Without launching into full analysis of these factors here, the court notes that it considered them all in reaching its holding today. The consent decree offers plaintiffs, by their own admission, "permanent injunctive relief similar . . . to that which they sought in this litigation . . ." (Stipulation, p. 28); further litigation could prove lengthy and expensive; few class members objected to the settlement; counsel were clearly well-informed and represented their clients zealously; and the settlement agreement arose late in the proceedings, after thorough discovery had been completed. These and other factors considered by the court are more fully explained by the parties in the Stipulation.
For the foregoing reasons, the court finds the proposed consent decree lawful, fair, reasonable, and adequate. Accordingly, the court grants the parties' joint motion for approval of the settlement, and enters the consent decree herewith.

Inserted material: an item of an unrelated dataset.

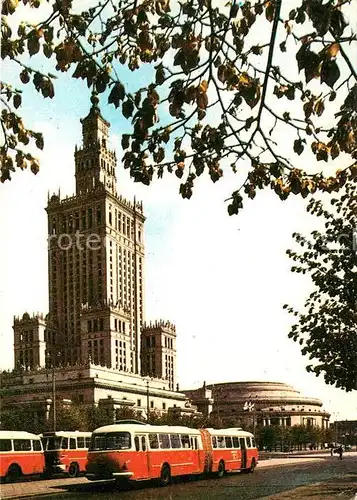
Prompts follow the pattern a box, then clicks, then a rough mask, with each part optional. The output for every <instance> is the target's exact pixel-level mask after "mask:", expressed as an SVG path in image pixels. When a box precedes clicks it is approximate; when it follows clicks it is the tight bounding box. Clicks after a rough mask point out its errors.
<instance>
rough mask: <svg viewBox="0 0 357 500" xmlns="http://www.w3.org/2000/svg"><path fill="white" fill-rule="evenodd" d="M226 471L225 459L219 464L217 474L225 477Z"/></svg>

I. HISTORY OF THE LITIGATION
This class action litigation was commenced as a civil rights case on June 28, 1985, by named Plaintiffs Richard M. Ragsdale, M.D., Margaret Moe, R.N., the Northern Illinois Women's Center, Sarah Roe and Jane Doe, under 42 U.S.C. sections 1983 and 1988, and 28 U.S.C. sections 2201 et seq. Plaintiffs claimed that the challenged Illinois statutes and regulations, which included (1) the Medical Practice Act, ("MPA") Ill. Rev. Stat. ch. Ill. section 4433 (1)(a)-(e) (since recodified at Ill. Rev. Stat. ch. 111 section 4400-22(1)), (2) the Ambulatory Surgical Treatment Center Act ("ASTC Act"), Ill. Rev. Stat. ch. 111 1/2 sections 157-8.1 to 157-8.16 and regulations promulgated thereunder, and (3) the Health Facilities Planning Act ("HFP Act"), Ill. Rev. Stat. ch. 111 1/2 sections 1151 to 1168, impermissibly restricted the performance of first and second trimester abortions and thus allegedly violated rights secured by the First, Fourth, Fifth, Ninth and Fourteenth Amendments to the United States Constitution.
Plaintiff Richard M. Ragsdale, M.D., is a physician, licensed to practice in Illinois, who is the Director of the Northern Illinois Women's Center. At the time the complaint was filed and at the present, Dr. Ragsdale performs abortions for his women patients who seek such medical care. Plaintiff Margaret Moe is a registered nurse and the sole owner and executive director of a medical facility in Cook County, Illinois. Ms. Moe employs licensed physicians and she sought to offer abortion services at her facility. Plaintiffs Sarah Roe and Jane Doe are patients of Dr. Ragsdale who had sought and received an abortion from Dr. Ragsdale and who may need or desire another abortion in the future.
The named plaintiffs brought this lawsuit on their own behalf, on behalf of a class of physicians who perform or desire to perform abortions in the State of Illinois, and on behalf of a class of Illinois women who desire abortion services. In orders issued on November 27, 1985 and on December 11, 1985, this Court certified the following plaintiff classes pursuant to Rule 23(b) of the Federal Rules of Civil Procedure:
(a) A plaintiff class consisting of all physicians and surgeons who perform or desire to perform abortions in the State of Illinois; [and]
(b) A plaintiff class consisting of all Illinois women of child-bearing age who desire or may desire an abortion sometime in the future[.]